Du malaise à la « pause », les enseignements d’une crise agricole inédite

[Edito] En dépit du rétrécissement de la profession, quelques milliers de tracteurs ont suffi à rappeler à nos gouvernants et à nos compatriotes que les agriculteurs avaient encore la clé du frigo et du resto. Et que leur combat, déporté momentanément sur l’asphalte, n’était pas seulement leur raison d’être, mais une noble et juste cause au service de la Nation toute entière.

La troisième tentative fut donc la bonne. Après les premières annonces de Gabriel Attal en Haute-Garonne, à un fêtu de paille de l’emblématique barrage de Carbonne, une sortie qualifiée de « ratée » par la FNSEA, après sa déclaration de politique générale qui a plutôt eu pour effet de remobiliser la profession, les ultimes annonces de Matignon le 1er février ont répondu, à l’exception de la Confédération paysanne et du Modef, aux attentes des adhérents et sympathisants de la FNSEA, des JA et de la CR, qui ont appelé dans la foulée à lever les blocages routiers.  Pour le gouvernement, au vu des centaines de témoignages captés sur les barrages, le défi était colossal. Car les paroles libérées ont dessiné le portrait d’une profession paupérisée, déclassée, déconsidérée, empêchée, épiée, harcelée, alors qu’elle se démène 70 à 80 heures par semaine à nourrir trois fois par jour 68 millions de Français, pour pas très cher et plutôt bon, pour ne pas dire pas cher du tout et très bon.

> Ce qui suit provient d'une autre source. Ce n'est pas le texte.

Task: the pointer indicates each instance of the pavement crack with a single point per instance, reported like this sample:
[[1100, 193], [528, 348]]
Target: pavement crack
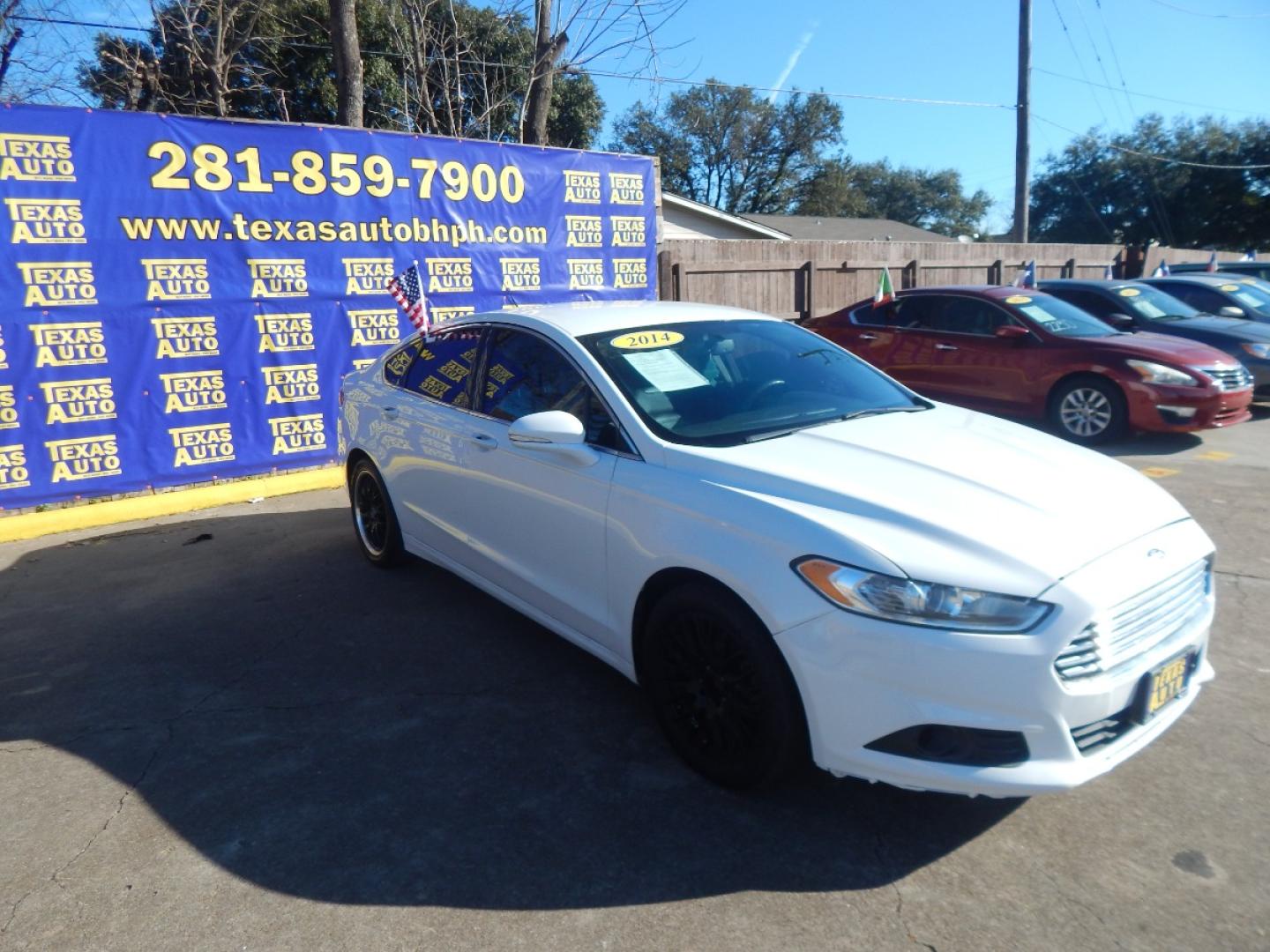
[[1254, 738], [1240, 576], [884, 867]]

Les clés du frigo et du resto

En dépit du rétrécissement de la population agricole, quelques milliers de tracteurs ont donc suffi à rappeler à nos gouvernants (et prétendants) et à nos compatriotes, que les agriculteurs avaient encore la clé du frigo et du resto « co » (collectif et commercial). Et que leur combat, déporté momentanément sur l’asphalte, n’était pas seulement leur raison d’être, mais une noble et juste cause au service de la Nation toute entière : la souveraineté alimentaire, qui sera donc sacralisée dans la loi. Le gouvernement, qui a fait montre de mansuétude et réactivité, et la population, qui a fait preuve de compassion, sinon de patience, ont entendu les appels de détresse, lesquels ont résonné jusqu’à Bruxelles. La Commission européenne s’est en effet montrée encline à reconsidérer quelques-uns de ses dogmes, s’agissant notamment des impacts du Pacte vert, de la guerre en Ukraine et du projet de traité UE-Mercosur. On le doit en partie à la France et au président de la République, dans un exercice de mano a mano et à distance avec le Premier ministre.

De la « pause » Ecophyto à la pause cinéma, avec « La ferme des Bertrand »

Après des mois de malaise larvé et deux semaines de crise ouverte, le gouvernement a donc trouvé la parade à la révolte agricole, à coups de boutoir à Bruxelles, d’espèces sonnantes et trébuchantes et de symboles. Reste à concrétiser. En France, on voit mal le gouvernement ne pas mettre à exécution l’ensemble de ses promesses car les syndicats ont juste appuyé sur « pause », emboitant le pas à Gabriel Attal qui, outre une batterie de mesures à 360° (rémunération, simplification, non-surtransposition etc..) a aussi appuyé sur « pause », à propos du Plan Ecophyto, au grand dam des défenseurs de l’environnement.

A ce propos, pendant toute cette séquence, on a entendu nombre d’agriculteurs affirmer haut et fort que le respect de l’environnement était aussi leur sujet. Gageons, à l’instar de qu’ils attendent du gouvernement, qu’ils joindront, si ce n’est déjà fait, les actes à la parole et, serait-on tenté de leur conseiller, de façon un peu plus ostentatoire, face à des impacts qui eux sont bien documentés, histoire de sanctuariser les fameuses « preuves d’amour » que viennent de leur manifester les Français. En tout cas, si ces derniers veulent s’offrir une « pause » cinéma et ne pas rompre le lien tissé avec eux ces dernières semaines, en attendant le Salon de l’agriculture, on ne peut que leur conseiller de voir en salle « La ferme des Bertrand », un documentaire qui achèvera de les convaincre de la totale légitimité de leur soutien au non moins juste combat des agriculteurs, dont on n’oubliera pas qu’il a coûté la vie à une jeune éleveuse et à l’une de ses filles.